Он перестал выбирать из тарелки гущу и поднял на нее смущенный взгляд:
— Мама!
Она засмеялась и, подняв вверх указательный палец, поклялась:
— Честное комсомольское!
Тогда, охватываясь горделивым румянцем, он рассказал ей в этот вечер о своей работе, доверенной ему Будулаем: О железных кованых конях с развевающимися гривами, что с четырех сторон должны будут увенчать решетку ограды. Третьего коня Ваня уже заканчивал, на очереди был четвертый. И потом останется только сделать калитку и еще нечто такое, что Ваня хотел бы сохранить в тайне от Будулая до конца своей работы.
В ответ на молчаливый вопрос матери, взметнувшей брови, он потребовал от нее новой клятвы. Он заметил, что, давая ее, она улыбается какой-то вымученной улыбкой.
Он забеспокоился:
— Что с тобой? Ты не заболела?
— Н-нет… Но мне что-то правда нехорошо. Это я, должно быть, перегрелась сегодня за Доном на солнце.
— А ты, мама, скорей иди ложись. Я у коровы сам почищу и травы ей на ночь брошу.
Ночью ему почудилось, что она плачет, и он, приподняв от подушки голову, окликнул:
— Мама!
Она не отозвалась. Тогда он решил, что ему приснилось. Иногда, бывает, приснится и такой сон, как будто это ты увидел или услышал наяву.
Утром Ваня спросил у Нюры:
— Ты ночью ничего не слышала?
— Нет. Я вчера как пришла с танцплощадки, так сразу и уснула как убитая. А что?
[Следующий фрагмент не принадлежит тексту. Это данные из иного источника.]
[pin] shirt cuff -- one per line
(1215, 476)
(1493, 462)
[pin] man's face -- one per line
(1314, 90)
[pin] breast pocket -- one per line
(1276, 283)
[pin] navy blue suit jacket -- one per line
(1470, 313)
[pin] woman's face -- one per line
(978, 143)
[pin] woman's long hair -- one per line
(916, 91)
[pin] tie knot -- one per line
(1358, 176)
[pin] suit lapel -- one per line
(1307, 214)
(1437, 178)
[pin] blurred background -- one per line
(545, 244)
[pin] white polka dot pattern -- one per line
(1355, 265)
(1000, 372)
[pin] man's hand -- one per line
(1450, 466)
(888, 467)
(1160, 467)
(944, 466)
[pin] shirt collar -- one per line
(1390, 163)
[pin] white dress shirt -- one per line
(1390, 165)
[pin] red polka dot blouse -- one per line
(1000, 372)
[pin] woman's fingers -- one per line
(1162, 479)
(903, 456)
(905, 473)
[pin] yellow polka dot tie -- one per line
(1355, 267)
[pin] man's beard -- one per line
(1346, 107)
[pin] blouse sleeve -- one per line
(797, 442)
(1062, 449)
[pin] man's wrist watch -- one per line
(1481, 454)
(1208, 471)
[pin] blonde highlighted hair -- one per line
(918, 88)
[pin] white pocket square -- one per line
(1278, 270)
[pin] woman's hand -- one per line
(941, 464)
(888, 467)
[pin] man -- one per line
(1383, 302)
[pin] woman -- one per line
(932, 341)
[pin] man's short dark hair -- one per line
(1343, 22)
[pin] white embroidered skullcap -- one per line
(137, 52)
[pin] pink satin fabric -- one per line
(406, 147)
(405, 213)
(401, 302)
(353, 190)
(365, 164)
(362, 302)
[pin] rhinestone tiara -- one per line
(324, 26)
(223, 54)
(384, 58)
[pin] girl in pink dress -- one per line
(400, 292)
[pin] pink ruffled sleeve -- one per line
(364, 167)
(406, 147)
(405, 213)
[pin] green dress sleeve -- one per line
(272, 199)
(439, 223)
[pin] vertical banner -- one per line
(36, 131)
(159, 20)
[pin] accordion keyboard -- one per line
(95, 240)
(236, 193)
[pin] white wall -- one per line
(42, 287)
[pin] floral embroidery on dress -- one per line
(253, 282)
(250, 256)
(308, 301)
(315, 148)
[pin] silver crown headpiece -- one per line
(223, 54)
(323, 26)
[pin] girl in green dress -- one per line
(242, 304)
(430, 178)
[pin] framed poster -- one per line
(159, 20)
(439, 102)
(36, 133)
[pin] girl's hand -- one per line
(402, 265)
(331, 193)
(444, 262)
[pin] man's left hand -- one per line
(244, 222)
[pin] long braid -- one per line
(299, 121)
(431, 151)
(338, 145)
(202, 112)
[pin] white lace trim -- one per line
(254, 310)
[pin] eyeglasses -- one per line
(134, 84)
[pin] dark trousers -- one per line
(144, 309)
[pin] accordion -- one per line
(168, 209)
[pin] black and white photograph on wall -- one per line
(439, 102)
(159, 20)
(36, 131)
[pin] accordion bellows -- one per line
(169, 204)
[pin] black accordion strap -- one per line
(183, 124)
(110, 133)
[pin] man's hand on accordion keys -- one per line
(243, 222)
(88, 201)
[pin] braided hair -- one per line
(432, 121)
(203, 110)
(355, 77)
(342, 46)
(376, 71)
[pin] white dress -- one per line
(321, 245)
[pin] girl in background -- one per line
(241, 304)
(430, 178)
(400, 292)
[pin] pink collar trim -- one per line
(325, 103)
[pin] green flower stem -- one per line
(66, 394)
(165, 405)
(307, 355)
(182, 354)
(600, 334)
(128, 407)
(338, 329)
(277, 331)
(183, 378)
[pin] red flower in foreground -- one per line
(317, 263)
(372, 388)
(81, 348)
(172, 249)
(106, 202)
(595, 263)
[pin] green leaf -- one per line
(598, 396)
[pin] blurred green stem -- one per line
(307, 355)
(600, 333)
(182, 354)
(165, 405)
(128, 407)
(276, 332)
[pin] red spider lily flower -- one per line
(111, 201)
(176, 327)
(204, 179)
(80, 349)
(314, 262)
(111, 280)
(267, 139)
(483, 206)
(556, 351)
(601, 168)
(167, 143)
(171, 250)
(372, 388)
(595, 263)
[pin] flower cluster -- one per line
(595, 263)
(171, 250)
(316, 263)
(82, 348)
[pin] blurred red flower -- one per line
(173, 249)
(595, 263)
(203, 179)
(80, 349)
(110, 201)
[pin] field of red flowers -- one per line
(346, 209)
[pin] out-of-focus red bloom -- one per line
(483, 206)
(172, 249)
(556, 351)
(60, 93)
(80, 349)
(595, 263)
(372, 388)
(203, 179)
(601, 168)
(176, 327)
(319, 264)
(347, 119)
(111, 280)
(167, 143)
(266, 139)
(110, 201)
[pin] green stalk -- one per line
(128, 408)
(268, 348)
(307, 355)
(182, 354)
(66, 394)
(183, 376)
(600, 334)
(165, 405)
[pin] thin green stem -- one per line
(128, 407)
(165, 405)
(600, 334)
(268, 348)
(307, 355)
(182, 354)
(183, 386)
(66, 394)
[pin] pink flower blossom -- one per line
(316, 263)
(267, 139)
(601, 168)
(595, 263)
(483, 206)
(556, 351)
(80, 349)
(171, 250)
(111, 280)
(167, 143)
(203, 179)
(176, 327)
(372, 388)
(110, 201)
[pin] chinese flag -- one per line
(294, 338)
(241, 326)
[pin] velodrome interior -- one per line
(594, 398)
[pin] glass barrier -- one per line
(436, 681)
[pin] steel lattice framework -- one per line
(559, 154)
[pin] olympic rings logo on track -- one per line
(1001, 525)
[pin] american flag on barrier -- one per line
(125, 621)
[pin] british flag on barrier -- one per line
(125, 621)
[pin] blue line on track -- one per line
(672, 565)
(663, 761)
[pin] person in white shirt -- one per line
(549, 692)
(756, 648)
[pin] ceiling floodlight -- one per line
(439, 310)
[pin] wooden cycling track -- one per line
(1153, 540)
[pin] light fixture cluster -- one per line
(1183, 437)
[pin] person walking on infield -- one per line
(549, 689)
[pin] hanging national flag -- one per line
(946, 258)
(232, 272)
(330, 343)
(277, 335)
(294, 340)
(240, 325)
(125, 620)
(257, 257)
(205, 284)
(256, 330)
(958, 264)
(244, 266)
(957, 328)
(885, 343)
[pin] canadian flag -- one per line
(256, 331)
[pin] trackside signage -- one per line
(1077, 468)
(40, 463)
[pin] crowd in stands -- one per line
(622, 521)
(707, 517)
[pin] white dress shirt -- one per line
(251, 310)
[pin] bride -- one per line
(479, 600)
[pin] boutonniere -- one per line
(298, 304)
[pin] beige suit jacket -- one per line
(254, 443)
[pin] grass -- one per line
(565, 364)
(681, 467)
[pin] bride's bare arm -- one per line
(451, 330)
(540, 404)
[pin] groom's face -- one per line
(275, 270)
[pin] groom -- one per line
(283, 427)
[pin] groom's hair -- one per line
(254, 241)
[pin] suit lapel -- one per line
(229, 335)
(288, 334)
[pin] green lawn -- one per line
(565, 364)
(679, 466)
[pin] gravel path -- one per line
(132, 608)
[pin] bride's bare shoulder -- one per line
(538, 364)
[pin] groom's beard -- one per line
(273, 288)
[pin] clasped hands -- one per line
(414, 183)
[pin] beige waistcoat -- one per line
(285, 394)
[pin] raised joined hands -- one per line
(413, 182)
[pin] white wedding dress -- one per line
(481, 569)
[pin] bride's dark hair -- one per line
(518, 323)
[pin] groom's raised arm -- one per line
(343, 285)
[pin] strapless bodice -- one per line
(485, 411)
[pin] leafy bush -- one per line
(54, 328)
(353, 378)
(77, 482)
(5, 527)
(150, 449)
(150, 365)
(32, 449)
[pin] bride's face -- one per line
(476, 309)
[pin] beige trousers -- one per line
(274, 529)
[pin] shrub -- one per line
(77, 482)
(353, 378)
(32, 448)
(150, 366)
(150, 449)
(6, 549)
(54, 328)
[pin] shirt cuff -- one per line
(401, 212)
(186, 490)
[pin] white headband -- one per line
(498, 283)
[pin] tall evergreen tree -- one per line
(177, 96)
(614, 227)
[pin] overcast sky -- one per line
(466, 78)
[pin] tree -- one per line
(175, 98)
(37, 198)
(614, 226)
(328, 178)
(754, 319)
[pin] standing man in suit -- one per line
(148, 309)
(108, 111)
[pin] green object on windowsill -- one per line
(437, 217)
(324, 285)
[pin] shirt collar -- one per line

— Нет, ничего, — ответил Ваня.
Вероятно, ему действительно все это почудилось. Все же он пришел к выводу, что мать могла расстроиться, узнав с его слов, как переживает Будулай потерю своей жены, и решил в дальнейшем избегать разговоров с ней на эту тему. Однако, к его удивлению, она сама стала каждый вечер интересоваться, как справляется он с работой, доверенной ему Будулаем, далеко ли еще до конца и удается ли Ване сохранять от Будулая свою тайну. Ей почему-то хотелось знать об этом в мельчайших подробностях: и какой должен быть узор на решетках ограды, и как будет выглядеть калитка, и скоро ли Ваня закончит последнего коня. Волей-неволей Ване приходилось удовлетворять ее любопытство. Он не мог бы сказать, что это было ему неприятно. Ему льстило, что мать воспылала интересом к его работе и разговаривает с ним об этом, как с мужчиной.
Отвечая ей, он говорил, что работа совсем подходит к концу, уже закончен и четвертый конь, осталось лишь сварить калитку. А свою тайну ему пока удавалось от Будулая сохранить, хотя это и нелегко, потому что буквально приходится подстерегать минуты, когда Будулай не бывает в кузне. Да и кузня такая маленькая, что в ней трудно что-либо спрятать.
— Это ты хорошо придумал, — говорила мать, относясь с неподдельным уважением к его тайне.